Е.К.: Вообще эти случаи – не то что обсуждают журналисты в курилке, поэтому я не знаю, было ли что-то такое у коллег. Вот я знаю, что Аня Артемьева не сняла кусок человеческого мяса на теракте весной в метро. Я не знаю, правильно это, неправильно, но это был ее моральный выбор. Она этого не сняла, хотя имела возможность. Я знаю, что некоторые мои коллеги не пошли на том же теракте разговаривать с родственниками в морге, потому что сказали, что это... Мне кажется, это неправильно, что нужно идти разговаривать. Нужно уметь разговаривать с людьми в таких ситуациях, но говорить, что это безнравственно – это тупо.

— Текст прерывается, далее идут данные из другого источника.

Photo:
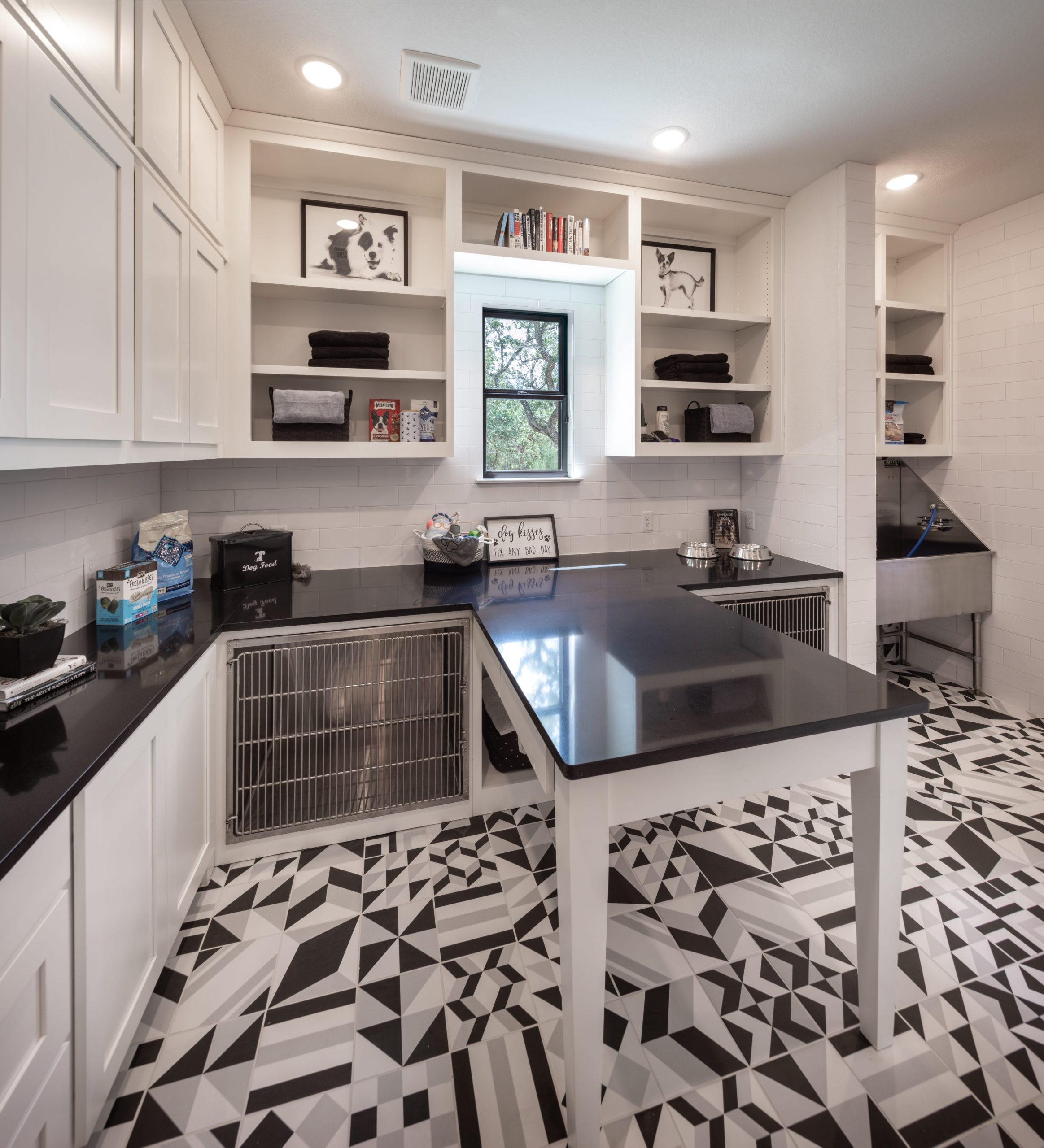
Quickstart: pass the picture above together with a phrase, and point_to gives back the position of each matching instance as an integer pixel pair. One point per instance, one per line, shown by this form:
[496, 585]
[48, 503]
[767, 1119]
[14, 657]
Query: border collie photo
[678, 276]
[349, 241]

Это твоя профессия, если она тебя не устраивает, можно работать, например, в отделе культуры.

Нет, я у себя не помню ни одного такого случая. Я всегда стараюсь писать. Если я понимаю, что у меня есть какие-то сильные моральные терзания, я советуюсь с редактором. Иногда он говорит: «давай закроем имена», чаще всего он говорит: «решай сама», и чаще всего я решаю это в пользу писать. Всегда надо закрывать человека, если ты ему обещал. Но если ты ему не обещал закрывать его, но чувствуешь каким-то местом – жопой, пятой точкой, чем еще – что это опасно для этого человека. Дальше уже начинаешь решать сам. Насколько осознавал человек, когда он тебе говорил, насколько он осознавал последствия, насколько он осознавал, что это все выйдет в печать, какие могут быть последствия для него. Но это всегда наше решение, и у каждого журналиста есть история, когда он соизмерял риски и ошибся. И каждый журналист эту историю в себе несет, и да, это не то, о чем треплются в курилках. Как-то так.

Вопрос из зала: Я про трассу хочу спросить. То есть там знали все участники о том, кто Вы. Или там тоже была какая-то легенда. Если да – то какая?

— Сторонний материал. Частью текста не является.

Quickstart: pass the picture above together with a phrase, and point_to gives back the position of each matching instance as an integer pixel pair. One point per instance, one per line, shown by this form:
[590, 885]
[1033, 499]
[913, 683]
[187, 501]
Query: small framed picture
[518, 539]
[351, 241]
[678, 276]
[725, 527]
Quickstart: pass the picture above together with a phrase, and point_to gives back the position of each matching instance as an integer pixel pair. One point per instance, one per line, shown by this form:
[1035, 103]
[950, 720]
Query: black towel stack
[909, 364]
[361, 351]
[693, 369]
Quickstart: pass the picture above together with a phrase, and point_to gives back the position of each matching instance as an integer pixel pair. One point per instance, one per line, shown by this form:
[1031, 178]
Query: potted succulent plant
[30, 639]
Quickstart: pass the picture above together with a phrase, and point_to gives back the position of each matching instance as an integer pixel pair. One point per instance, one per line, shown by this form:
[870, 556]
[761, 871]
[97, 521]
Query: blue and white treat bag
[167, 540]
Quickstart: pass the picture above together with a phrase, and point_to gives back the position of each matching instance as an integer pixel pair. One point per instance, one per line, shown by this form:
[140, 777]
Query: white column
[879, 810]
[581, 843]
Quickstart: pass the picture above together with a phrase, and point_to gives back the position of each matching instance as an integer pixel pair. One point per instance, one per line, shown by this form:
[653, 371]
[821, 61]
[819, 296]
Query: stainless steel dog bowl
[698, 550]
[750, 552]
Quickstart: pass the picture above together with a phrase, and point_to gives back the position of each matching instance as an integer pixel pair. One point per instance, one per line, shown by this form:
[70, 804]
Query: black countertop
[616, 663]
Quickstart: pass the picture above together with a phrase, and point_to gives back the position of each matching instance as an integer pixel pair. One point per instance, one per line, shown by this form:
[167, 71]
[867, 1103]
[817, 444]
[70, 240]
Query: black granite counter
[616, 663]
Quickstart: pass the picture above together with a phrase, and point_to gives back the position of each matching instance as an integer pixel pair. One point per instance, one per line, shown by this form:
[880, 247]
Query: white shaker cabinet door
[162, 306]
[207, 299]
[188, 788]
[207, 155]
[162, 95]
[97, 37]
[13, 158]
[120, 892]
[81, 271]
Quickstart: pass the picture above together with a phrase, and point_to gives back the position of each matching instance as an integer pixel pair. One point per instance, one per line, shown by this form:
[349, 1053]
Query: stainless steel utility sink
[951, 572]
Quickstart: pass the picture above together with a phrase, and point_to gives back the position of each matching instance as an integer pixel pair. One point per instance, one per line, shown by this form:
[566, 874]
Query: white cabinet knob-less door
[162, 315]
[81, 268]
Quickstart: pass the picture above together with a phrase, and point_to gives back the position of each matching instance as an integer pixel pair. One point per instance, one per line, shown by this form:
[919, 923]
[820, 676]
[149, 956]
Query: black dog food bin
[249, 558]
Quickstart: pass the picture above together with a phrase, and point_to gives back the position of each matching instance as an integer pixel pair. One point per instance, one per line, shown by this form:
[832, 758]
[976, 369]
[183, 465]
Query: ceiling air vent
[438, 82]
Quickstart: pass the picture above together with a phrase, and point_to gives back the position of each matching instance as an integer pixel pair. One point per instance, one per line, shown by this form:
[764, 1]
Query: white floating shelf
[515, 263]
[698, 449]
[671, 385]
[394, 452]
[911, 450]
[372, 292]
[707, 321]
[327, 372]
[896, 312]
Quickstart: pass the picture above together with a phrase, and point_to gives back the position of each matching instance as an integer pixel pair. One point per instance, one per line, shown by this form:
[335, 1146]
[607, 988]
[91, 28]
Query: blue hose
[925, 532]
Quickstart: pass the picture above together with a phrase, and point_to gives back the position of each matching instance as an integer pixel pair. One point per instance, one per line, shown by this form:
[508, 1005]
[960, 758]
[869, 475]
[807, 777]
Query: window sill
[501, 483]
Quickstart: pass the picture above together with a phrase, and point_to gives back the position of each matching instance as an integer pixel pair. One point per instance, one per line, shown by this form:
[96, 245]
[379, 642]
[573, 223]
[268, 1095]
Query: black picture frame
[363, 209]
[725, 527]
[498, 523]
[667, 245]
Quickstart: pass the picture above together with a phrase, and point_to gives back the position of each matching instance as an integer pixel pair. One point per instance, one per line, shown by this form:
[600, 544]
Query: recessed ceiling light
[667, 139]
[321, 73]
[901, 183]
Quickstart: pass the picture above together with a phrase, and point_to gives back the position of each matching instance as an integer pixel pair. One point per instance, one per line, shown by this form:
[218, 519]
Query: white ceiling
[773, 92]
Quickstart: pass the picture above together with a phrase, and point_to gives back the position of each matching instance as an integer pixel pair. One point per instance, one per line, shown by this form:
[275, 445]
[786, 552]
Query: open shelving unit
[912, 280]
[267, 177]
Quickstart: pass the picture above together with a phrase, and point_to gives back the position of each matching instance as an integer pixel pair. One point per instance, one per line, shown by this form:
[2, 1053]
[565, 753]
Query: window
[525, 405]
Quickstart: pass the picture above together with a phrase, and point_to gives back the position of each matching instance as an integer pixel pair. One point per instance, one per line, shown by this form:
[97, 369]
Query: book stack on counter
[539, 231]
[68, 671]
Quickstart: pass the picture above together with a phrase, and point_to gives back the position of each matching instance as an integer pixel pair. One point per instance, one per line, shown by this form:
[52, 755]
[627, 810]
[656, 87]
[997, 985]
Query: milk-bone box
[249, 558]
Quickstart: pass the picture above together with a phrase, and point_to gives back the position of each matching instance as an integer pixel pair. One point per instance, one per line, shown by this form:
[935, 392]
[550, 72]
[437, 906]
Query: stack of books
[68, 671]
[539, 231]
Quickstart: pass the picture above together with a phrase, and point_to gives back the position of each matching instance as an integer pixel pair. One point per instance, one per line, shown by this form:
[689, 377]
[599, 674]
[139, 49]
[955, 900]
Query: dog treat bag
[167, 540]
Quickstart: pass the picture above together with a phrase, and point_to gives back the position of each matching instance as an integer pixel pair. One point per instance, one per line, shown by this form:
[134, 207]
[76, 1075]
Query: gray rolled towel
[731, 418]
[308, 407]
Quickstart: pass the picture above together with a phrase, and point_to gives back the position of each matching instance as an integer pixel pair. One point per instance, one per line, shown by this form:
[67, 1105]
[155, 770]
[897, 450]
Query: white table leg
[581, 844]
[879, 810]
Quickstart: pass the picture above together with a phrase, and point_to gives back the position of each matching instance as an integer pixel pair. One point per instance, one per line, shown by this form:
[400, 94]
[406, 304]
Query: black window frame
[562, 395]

Изначально была легенда. Изначально мы туда поехали по другой теме вообще. И случайно узнали, что тут, недалеко от небольшого города есть трасса, а на трассе по двум сторонам есть вагончики, такие сооружения из фанеры, и там работают проститутки. Там есть шиномонтаж, кафе и проститутки. Мы решили съездить посмотреть, мы вообще не представляли, как это может выглядеть. Поэтому попросили нас крышевать местных бандюков.

И было очень смешно, потому что они там честно ездили на машине, ходили. А самое смешное, что трассу крышевали менты, и это было небандитская территория, и им тоже могло влететь за то, что они там пасутся. Но для них это тоже все обошлось. И мы там пробыли одну ночь, и поняли, что про это нужно делать текст, про это нужно делать проект. И дальше началось...

Да, и там на трассе мы представились, что мы студентки, что мы едем автостопом, пролетели город и осознали, что очень хотим есть: у вас тут ларек, еда, можно мы у вас тут поедим. Мы как-то за ночь пообщались с этими девчонками, посмотрели на клиентов. Ну, там как это выглядело: там два вагончика, один разделен на две секции – там бар и, собственно, кровать. И другой, там просто две секции – его "трахательным" называют. Там просто две секции, в каждой по кровати. И перед вагончиком стоит стол, где какая-то еда, там усаживаются клиенты, там этих клиентов как-то разводят на бабки, там происходит заказ и всякие пьяные драки, всякие откровения клиентов о себе, о жизни – то есть всякая мерзость.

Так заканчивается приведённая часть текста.